"We cannot change what was. We cannot prevent what will be. But we can still live today."

Thomas Blake, a famous writer of detective stories which are on The New York Times bestseller list, is in a state of dismay. He hasn’t written a word since the passing of his wife, who was his source of strength and support. Now in his late fifties, he is acutely aware of his aging status and the physiological changes that come with it. In a local café in Del Mar, California, a small group of surfers half his age senses his sorrow and invites him into their lives. During their trip to Ensenada, Mexico, Thomas’s forlorn spirit begins to awaken. He revives the surfing skills of his youth, rescues a friend from a near-death experience, and helps to bring a daughter and her estranged father together again. Through their relationships and adventures with one another, each character’s life is transformed and revitalized.

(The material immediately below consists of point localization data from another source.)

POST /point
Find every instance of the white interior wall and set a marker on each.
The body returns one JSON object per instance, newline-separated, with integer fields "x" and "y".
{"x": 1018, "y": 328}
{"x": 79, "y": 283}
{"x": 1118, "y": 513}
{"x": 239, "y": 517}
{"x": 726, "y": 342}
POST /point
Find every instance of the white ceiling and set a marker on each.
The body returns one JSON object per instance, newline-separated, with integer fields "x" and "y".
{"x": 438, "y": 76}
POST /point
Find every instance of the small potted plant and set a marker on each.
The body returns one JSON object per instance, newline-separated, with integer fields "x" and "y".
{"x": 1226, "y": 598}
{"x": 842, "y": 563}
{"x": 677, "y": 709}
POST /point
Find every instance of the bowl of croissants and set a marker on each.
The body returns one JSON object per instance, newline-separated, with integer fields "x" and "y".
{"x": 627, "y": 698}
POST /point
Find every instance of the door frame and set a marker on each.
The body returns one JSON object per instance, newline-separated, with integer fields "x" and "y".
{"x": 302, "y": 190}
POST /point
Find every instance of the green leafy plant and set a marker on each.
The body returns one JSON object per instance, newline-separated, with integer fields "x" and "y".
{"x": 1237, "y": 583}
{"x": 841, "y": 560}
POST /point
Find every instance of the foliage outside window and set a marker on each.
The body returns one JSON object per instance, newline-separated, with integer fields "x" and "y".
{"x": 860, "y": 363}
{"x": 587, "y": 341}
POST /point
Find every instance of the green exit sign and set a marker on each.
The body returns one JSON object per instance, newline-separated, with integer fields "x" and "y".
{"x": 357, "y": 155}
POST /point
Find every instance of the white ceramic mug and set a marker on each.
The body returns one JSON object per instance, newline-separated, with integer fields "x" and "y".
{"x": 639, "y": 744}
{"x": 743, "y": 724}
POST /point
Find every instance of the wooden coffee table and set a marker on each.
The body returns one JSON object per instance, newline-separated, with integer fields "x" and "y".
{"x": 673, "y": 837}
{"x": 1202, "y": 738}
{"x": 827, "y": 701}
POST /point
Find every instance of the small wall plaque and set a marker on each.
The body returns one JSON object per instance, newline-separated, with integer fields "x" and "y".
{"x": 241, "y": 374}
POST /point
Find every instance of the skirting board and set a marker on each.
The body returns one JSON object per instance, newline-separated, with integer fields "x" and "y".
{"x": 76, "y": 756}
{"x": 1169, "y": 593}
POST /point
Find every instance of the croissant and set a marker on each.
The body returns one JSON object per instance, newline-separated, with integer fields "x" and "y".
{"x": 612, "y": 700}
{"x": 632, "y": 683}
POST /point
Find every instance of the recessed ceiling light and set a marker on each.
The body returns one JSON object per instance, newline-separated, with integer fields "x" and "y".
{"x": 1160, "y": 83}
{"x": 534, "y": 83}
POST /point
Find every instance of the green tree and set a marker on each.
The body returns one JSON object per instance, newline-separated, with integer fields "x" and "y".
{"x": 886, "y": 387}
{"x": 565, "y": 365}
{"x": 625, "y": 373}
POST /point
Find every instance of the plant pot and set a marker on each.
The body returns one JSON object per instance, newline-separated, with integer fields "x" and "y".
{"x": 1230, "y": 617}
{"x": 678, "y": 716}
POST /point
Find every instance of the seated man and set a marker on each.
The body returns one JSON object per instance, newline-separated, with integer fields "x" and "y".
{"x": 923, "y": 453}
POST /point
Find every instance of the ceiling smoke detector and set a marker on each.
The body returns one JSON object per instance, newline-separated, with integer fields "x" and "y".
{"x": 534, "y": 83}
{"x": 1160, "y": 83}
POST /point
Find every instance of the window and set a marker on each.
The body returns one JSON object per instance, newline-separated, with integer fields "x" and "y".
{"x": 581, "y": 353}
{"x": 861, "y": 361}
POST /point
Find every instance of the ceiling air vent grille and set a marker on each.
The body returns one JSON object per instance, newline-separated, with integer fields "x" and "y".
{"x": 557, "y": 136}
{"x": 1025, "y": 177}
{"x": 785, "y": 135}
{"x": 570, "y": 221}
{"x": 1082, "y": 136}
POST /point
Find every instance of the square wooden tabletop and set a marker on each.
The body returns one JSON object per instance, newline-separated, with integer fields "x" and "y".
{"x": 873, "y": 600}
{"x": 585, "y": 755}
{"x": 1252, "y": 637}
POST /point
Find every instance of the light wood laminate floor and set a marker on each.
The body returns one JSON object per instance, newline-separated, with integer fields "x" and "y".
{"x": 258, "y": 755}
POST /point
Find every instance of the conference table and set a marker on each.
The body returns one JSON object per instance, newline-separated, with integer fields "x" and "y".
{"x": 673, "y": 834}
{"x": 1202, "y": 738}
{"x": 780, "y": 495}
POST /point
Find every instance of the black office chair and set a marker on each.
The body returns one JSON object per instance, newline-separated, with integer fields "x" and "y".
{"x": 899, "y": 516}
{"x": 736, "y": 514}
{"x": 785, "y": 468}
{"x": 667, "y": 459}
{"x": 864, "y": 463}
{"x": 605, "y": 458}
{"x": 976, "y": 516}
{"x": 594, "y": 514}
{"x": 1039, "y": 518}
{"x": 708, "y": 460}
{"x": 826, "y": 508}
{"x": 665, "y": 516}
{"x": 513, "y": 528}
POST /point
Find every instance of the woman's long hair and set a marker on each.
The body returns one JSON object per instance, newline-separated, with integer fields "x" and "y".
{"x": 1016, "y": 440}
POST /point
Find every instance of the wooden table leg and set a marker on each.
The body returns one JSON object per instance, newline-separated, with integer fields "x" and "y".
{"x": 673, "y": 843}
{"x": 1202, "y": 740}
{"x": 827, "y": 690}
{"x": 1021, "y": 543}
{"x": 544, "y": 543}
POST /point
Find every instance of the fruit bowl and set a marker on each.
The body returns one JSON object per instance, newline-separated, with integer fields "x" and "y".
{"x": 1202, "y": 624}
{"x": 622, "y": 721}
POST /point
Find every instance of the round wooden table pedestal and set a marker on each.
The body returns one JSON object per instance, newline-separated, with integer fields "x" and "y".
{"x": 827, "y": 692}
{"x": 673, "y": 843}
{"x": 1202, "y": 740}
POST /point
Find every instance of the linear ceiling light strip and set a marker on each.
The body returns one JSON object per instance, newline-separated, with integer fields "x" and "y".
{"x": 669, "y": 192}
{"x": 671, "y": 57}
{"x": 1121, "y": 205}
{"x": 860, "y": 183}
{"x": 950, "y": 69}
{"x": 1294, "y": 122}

The author, writing in the third person, provides the reader with a great amount of insight into the personalities of his characters—their fears, desires, worries, and ambitions. Klein offers a glimpse into the culture, environment, and social mores of the California Pacific Coast beach life. One can almost sense the waves crashing against the shoreline in his vivid descriptions of the beaches of Del Mar and its surrounding region, such as, when referring to the early morning, “He walks to the water and sits on the cool sand and stares out over the ocean at a sky cast in a dark pink hue.” Similarly, the reader can capture the ambiance of Mexico in his vivid imagery: “Salty air doctored with smells of Mexico blows in through the window. Musty fragrances of dry hot earth.” There is much to be taken away from this soul-searching allegory and its meaningful message of being true to oneself and living life in the moment.